The GREI program brings together seven generalist repository awardees (Dataverse, Dryad, Figshare, Mendeley Data, Open Science Framework, Vivli, and Zenodo) to work together in a “coopetition” (competition and cooperation) model of collaboration to reduce the barriers to NIH data sharing, discovery, and reuse. The coopetition effort has organized into functional working groups focused on use cases, metadata and search, metrics, and community engagement with the goals of enhancing interoperability across generalist repositories and supporting the data needs of research communities.

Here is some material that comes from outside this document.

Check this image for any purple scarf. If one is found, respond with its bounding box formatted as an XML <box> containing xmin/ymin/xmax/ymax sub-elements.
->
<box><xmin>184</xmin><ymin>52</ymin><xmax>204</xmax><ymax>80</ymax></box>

In order to engage the community in GREI’s first year, the repositories held a workshop in January 2023 to examine generalist repositories as a key part of the evolving NIH data sharing landscape from the perspective of researchers, academic, and NIH communities; to offer training about use cases and best practices for data sharing and discovery in generalist repositories; and to gather community feedback to inform future GREI work.

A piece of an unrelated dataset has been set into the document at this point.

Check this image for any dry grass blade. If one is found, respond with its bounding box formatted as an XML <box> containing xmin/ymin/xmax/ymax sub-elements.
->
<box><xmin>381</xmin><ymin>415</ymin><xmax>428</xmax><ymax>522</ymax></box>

The workshop came at an important time for data scientists. The 2023 NIH Data Management and Sharing Policy (DMSP) had just gone into effect, making it timely for researchers and those supporting them at institutions to consider data sharing practices and resources. Researchers indicated a strong need for more resources specific to the DMSP such as templates for data sharing, guidance on selecting the most appropriate repository for specific data types, and checklists for data sharing workflows and best practices. Workshop attendees also requested that the GREI team focus on developing new ways to give credit for open data sharing and reuse as well as making data discoverable without duplication, including through cataloging and connecting data.

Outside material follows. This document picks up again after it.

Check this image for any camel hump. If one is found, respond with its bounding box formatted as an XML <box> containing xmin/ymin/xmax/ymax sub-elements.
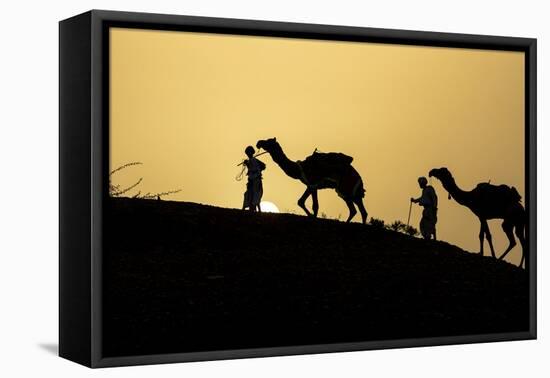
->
<box><xmin>476</xmin><ymin>183</ymin><xmax>521</xmax><ymax>202</ymax></box>
<box><xmin>305</xmin><ymin>152</ymin><xmax>353</xmax><ymax>167</ymax></box>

“I’m quite proud of the progress we’ve made in GREI’s first year,” said Ishwar Chandramouliswaran, ODSS team lead for FAIR Data & Resources, who was instrumental in standing up and leading GREI. “We hope to take the momentum from year one and push GREI to new levels in the next year to not only lower barriers for sharing and reuse of NIH funded data, but more importantly to incentivize researchers to understand the value of sharing and data as a scholarly output in of itself.”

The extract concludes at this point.